Background of Policy Development for Anthropogenic Global Warming
Policies are rules of laws imposed to ensure the implementations of tactics chosen to fulfill the needs of a strategy that is support of a goal or objective. A goal or objective is often part of a project or a solution to a problem. A suite of policies or tactics comprise the means by which the strategy will be carried out. Single policies rarely are sufficient to cover the entire scope of a strategy. Finally it may also take several strategies to achieve the goals need to solve a particularly difficult problem or complex project.
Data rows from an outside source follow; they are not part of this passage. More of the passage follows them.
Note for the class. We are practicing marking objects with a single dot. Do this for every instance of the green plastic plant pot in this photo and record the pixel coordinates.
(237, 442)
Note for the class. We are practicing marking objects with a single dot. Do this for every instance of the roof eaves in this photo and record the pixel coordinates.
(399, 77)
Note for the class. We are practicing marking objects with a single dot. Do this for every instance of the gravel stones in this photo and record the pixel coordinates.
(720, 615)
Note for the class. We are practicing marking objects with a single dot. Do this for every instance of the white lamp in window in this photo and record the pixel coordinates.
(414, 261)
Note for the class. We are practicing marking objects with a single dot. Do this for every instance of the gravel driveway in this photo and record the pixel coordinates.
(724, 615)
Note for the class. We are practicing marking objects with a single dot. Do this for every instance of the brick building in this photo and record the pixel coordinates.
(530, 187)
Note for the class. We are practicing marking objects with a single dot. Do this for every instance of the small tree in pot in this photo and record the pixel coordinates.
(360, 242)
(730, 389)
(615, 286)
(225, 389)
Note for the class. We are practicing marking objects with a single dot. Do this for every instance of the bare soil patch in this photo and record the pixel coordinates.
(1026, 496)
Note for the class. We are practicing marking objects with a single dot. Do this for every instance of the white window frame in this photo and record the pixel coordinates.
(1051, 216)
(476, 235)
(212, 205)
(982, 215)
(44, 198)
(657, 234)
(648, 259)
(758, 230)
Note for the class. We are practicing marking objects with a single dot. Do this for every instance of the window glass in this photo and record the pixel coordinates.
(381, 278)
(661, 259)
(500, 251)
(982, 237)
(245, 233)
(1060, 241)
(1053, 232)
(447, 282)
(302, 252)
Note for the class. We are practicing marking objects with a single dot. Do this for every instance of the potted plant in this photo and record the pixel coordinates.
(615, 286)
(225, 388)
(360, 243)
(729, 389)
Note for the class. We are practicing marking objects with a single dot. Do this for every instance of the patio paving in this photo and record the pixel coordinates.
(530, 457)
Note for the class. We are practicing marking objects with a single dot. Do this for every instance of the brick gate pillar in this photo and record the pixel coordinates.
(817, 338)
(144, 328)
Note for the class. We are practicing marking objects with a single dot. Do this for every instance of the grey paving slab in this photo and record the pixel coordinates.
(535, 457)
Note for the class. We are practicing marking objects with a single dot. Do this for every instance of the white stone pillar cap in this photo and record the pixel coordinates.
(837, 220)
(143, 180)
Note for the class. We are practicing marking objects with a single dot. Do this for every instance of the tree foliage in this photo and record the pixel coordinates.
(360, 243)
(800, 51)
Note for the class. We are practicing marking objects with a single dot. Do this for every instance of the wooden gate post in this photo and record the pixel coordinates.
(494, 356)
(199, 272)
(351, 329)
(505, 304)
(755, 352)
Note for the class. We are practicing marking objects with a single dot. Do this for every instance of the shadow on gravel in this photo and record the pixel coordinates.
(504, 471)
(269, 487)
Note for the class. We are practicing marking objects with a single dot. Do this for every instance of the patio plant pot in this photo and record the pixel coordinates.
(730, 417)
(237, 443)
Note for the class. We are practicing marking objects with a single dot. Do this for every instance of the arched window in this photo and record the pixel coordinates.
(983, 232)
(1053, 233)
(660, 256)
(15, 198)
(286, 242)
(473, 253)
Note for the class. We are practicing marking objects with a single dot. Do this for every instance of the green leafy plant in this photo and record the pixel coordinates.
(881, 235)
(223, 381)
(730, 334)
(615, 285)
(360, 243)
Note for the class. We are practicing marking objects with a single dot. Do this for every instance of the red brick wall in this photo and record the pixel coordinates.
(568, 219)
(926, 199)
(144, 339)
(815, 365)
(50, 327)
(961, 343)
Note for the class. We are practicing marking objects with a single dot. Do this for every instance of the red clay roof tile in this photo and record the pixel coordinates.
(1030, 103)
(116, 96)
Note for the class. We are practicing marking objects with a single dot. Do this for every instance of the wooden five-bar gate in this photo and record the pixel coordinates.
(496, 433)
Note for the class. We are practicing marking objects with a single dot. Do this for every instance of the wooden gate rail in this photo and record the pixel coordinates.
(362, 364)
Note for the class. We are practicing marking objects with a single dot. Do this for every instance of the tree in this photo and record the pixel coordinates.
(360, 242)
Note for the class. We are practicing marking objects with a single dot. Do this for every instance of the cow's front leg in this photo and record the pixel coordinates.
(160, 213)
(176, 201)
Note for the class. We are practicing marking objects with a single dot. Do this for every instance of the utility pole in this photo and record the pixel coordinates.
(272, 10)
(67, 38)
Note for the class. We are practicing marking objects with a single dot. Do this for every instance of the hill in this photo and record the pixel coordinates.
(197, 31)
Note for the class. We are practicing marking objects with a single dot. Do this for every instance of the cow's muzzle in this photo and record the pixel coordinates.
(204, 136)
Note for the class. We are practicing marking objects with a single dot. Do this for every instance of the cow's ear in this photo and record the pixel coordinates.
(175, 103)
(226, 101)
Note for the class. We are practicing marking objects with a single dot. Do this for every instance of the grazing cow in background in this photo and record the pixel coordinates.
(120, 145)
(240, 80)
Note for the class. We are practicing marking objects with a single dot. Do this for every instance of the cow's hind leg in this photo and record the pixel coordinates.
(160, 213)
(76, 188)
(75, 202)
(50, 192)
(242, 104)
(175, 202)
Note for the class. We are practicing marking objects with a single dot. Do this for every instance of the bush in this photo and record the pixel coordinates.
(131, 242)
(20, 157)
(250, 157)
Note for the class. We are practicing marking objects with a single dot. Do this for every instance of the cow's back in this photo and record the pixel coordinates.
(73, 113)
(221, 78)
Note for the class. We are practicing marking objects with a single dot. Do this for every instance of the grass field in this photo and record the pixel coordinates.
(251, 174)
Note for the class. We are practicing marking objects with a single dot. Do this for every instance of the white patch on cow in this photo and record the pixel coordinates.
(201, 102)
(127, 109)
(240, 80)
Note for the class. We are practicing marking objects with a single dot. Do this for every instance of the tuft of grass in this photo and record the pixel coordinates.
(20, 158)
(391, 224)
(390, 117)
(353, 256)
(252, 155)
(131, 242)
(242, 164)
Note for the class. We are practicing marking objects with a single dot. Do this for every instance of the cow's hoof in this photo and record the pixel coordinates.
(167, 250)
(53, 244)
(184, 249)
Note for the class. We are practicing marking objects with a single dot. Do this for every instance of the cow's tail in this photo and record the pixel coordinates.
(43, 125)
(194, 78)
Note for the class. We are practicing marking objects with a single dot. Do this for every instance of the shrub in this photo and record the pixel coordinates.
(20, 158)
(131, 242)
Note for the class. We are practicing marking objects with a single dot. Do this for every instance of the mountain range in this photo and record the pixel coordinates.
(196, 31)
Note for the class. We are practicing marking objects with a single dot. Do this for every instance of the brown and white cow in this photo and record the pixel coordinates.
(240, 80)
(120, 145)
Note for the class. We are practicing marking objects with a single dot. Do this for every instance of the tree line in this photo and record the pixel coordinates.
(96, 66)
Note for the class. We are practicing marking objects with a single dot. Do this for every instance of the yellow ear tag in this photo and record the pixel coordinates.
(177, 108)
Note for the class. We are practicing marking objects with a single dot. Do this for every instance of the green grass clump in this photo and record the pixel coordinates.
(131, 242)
In this case the problem we are going to tackle is the not-so-recent rise in greenhouse gas concentrations (especially CO2 from human activities) that appears to be causing significant imbalance in the heat flux of the planet resulting in a net warming of the atmosphere, ocean, and ultimately of the earth. This warming is a problem because it is insidious. The warming is very slow on a human time scale, so slow that most people who are younger than about 50 years old really are unable to say they have any experience of a warming trend. This means that the understanding of global warming is essentially from being told that it is happening, not from being able to personally say that it has been obvious in their lifetimes. Furthermore, the defined danger from global warming is a creeping danger that will last generations if not brought under control fairly quickly. So the danger for most people is not personal and certainly not perceived to be personally life-threatening. This makes it easy to stand by and debate what should or should not be done. For our children and grandchildren, who have not yet really felt the effects, it is not going to be so impersonal.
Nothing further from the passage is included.